Well my solution was this cool little box made by Dakota Digital.

http://www.summitracing.com/parts/dak-sta-1000

It plugs into the obd2 port and reads the BUS signals and then outputs a tach signal, a check engine light and, speedo too.

https://www.youtube.com/watch?v=GVYIISbuBgc
 
Very nicely done.

Sent from my SAMSUNG-SM-N910A using Tapatalk
 
speedometer questions

Alright I am to the point where I don't have a lot more to tell. And have some questions for everyone.

I am running into a speedometer problem. It does not work and I have an abs light on. I would normally just plug the scanner in and read it but i cant. Probably due to the fact that there is no computer anymore. I have read about the rear speed sensor going bad but mine seems to be acting right. It is out putting a AC voltage anyway. I would think that the speedo would work with out the Engine computer. As i have read on the forum this year ranger has the speed signal sent straight to the GEM module. Where it then goes out to the speedo and computer. If is so happens that it will not work then i can just use the Dakota Digital box to out put a speed signal to the cluster. But...

This brings me to another question. According to my HP tuners software i am not receiving a speed signal form the trans. I am running a M5OD R2 out of a 1998 f150. It has the electronic output speed sensor with the gear drive on it. And my ron fransis harness speed sensor plug, plugs right into this speed sensor on the f150 trans. Now my assumptions were that the both put out an a/c voltage. And i could adjust for the speed with the HP tuners and a GPS. But again The sensor seems to be putting out a AC voltage. Now i have learned that i have an auto computer right now and the OS needs to be flashed to a manual so everything works right. So maybe this is part of the problem.

So if anyone has some ideas that would be awesome.
 
Alright been a while since i have posted about my swap. I have been driving it around for a while with a few little hiccups but nothing to bad.

Number one I had a bad vibration issue when driving anywhere above 45 mph. I did some looking and had found that my my pinion angle was 8 degrees off. So before i went through the work of cutting off my mounts i thought that i would try a rear leaf shim first. So i ordered a 8 degree shim from summit and put that in there and If fixed the problem.

Next problem was a small fuel leak that i fixed by replacing my ebay cheap AN lines with some good quality AN fittings and lines.

My speedometer did not work after the swap and i thought that it was due to the removal of the stock computer system.
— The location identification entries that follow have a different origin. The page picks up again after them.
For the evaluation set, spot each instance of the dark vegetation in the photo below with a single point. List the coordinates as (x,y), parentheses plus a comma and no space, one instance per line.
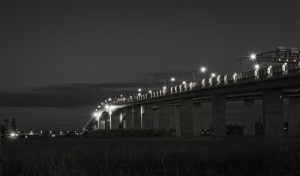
(234,155)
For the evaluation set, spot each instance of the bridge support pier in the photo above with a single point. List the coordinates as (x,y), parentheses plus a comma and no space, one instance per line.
(219,114)
(137,117)
(148,116)
(164,115)
(186,117)
(197,119)
(115,121)
(128,118)
(249,117)
(177,120)
(273,112)
(294,116)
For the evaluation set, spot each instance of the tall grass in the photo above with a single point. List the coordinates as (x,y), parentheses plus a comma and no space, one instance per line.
(156,156)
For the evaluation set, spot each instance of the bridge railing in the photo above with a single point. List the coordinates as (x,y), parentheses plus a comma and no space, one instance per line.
(262,73)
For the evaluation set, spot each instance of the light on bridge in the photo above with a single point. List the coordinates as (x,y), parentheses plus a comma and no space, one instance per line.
(252,56)
(203,69)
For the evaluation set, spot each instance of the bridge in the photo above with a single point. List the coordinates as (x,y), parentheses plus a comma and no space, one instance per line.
(271,84)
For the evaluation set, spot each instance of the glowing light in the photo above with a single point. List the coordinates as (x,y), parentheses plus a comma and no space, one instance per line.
(12,135)
(252,56)
(203,69)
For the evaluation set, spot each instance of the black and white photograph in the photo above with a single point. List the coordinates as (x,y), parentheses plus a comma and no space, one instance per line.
(149,87)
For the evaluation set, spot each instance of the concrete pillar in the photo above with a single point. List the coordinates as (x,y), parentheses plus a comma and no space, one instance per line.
(197,119)
(186,117)
(219,114)
(137,117)
(164,116)
(294,116)
(273,112)
(128,118)
(148,116)
(115,121)
(249,117)
(177,120)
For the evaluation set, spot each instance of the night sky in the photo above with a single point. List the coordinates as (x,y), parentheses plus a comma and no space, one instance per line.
(59,59)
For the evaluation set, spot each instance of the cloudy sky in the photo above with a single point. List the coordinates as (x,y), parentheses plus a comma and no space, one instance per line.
(60,58)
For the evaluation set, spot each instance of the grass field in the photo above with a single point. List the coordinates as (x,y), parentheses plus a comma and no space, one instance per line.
(153,156)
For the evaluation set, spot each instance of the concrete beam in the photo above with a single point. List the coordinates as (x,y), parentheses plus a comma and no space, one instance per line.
(177,120)
(249,117)
(219,114)
(137,117)
(273,112)
(186,117)
(128,118)
(164,115)
(148,116)
(197,119)
(294,116)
I had a ABS light on but i had no way to read codes. Well i started doing some testing and found that i had a bad pin in the gang connector under the cab, for the 2 wire sensor on the rear end.

A few things that i am working on fixing yet is the brakes. If you read my other thread about my brembo brake front upgrade and the conversion to disc in the rear. You can assume that i now need to move a lot more fluid for the brakes to apply. But i'm not sure if i need a bigger master cylinder or if i need to move my pivot point on the brake pedal.

And the last problem is i still have a little computer issue. i currently am running a auto computer and it will not allow me to rev past 3500 to 4000 RPM. with the help of HP tuners i have flashed a manual tune onto the computer but it will not start. I am now going back to Ron Francis on this one because Eric at hp tuners said that everything he has tried with me has worked before.

But besides all that i have probably around 300 to 400 miles and it has not left me stranded.
 
Fuel mileage If you care.

So since i now have a working speedometer and trip i thought that i would give you an update on what i am currently getting for fuel mileage. This number is with the original 3.73 gears that came with the explorer rear end that i got. I have since changed them out for a set of 3.08 gears to drop my RPM going down the high way. I also feel that doing this has made the truck better to drive. Its more like a car and less like a truck. So my average was 22 mpg. I hope to see this number go up a little with the lower running rpm down the high way but only time will tell. I hope to weigh the truck shortly to give an idea an what has changed. I have a before number along with a rough guess of front to back weight.